Death, Life and Goodbyes

With the passing of my father, the sudden and unexpected death of a past partner and the seasonal evolution from autumn to winter, I’ve been thinking a lot about death. Asking for whom the bell tolls? Though I’ve come to realize it’s not really death I’m thinking about, it’s life and saying goodbye.

The number of goodbyes in my life increasing with each new year as I move further into my fifties. With the exception of my mother and a few acquaintances, the adults I knew growing-up have passed. Joining my grandparents, their parents, who I said goodbye to as a child and a young adult.  

My siblings and I are now the next generation who will say goodbye. My nephews and nieces blossoming into amazing adults, some with their own children. The circle of life clear and evident, like the seasons that unfold before us with each rotation around the sun.

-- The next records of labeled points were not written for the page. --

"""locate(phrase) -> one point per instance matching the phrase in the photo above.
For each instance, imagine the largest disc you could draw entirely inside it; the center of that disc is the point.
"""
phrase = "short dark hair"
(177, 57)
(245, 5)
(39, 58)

I’ve been fortunate, blessed even, that I had the opportunity to say goodbye to those I’ve deeply loved in my life. My father, my grandfather, even my cat. All of them teaching me about love in their own unique and special way. Even if we had one more final goodbye, they knew before they left this world how much I loved them.         

But that’s the crazy thing about life and love, it’s a puzzling paradox of connectivity.

Every goodbye is hello, it really is about perspective. Like the proverbial seed beneath the winters snow, every ending holds the potential for a new beginning. Even when it’s difficult to discern during our parting moments filled with grief, pain and sorrow. The promise of hello is always there if we allow ourselves to be open to it.

As I get older I know my life’s goodbyes, have the potential to overwhelm me. Bidding farewell to friends, family and even familiarity. A melancholy malaise.

There has been only one goodbye in my life I could never run away from and that’s with God. As much as I tried to avoid that relationship, “God was never going to give me up” to paraphrase an eighties pop song. God is never going to say goodbye, God never does. Not to me, not you, not to anyone.

God’s is with you during every goodbye and every hello in your life. Love is always about hello. God is never about goodbyes.

God is with us even when we say goodbye to this world and hello to what is next. Embrace your life’s goodbye’s but keep you heart open to hello. Love is about hello and goodbye and you are loved unconditionally by God.